“The death on the slaughter bench of history, the death which society exacts from individuals is not mere nature — it is also Reason (with a capital R).” Herbert Marcuse, “The Ideology of Death,” in The Meaning of Death, Herman Fiefel, ed., New York, 1959, 64-76, at 75.
Book one of Augustine’s City of God counters arguments by pagans that Christianity was to blame for a recent sack of Rome. In the course of his counterarguments, Augustine also explains why Christians suffered during Rome’s fall: apparently Christian worship and pagan worship provided equal protection from suffering, which is to say, none at all. Some rich Christians suffered torture, Augustine explains, to teach them to leave behind their love of worldly wealth. Even if tortured Christians had no wealth to reveal to their tormentors, “these too…had perhaps some craving for wealth, and were not willingly poor with a holy resignation; and to such it had to be made plain, that not the actual possession alone, but also the desire of wealth, deserved such excruciating pains” (I.10). Similarly, Christian women suffered rape perhaps to humble their pride in their virtue: “they lost their chastity, but…gained humility” (I.28). Even if victims can discover no hidden sin in themselves that would explain their suffering as pedagogical punishment, they still might take comfort that eventually all will be explained: “For some most flagrant and wicked desires are allowed free play at present by the secret judgment of God, and are reserved to the public and final judgment” (I.28).

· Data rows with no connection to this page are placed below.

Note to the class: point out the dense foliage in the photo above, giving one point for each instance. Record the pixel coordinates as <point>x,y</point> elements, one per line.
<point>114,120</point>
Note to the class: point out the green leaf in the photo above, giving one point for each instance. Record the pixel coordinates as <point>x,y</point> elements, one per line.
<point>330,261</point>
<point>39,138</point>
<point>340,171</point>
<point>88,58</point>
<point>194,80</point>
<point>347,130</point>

I decided a few days ago to read through City of God–seems an essential task for a medievalist, yes?–but I’m already frozen in my progress by disgust, at Augustine’s effort to discover the hidden meaning of human suffering, by his certainly that he can at least promise the eventual revelation of meaning for any suffering that currently refuses to give up an explanation. I was raised in a Christian fundamentalist church with the idea, among others, that our faith gave us hope against a world otherwise devoid of purpose: to which I say, thank goodness, that’s the world I live in, a world, full of outrage and disappointment, and happiness and pleasure too, freed from the burden of justification.
I realized I’m not very grouchy after all. Also, I can’t think of any particularly good reason for me to be pseudonymous–which is not to say other people don’t have good reasons–so I decided to go under my own name. Hello again.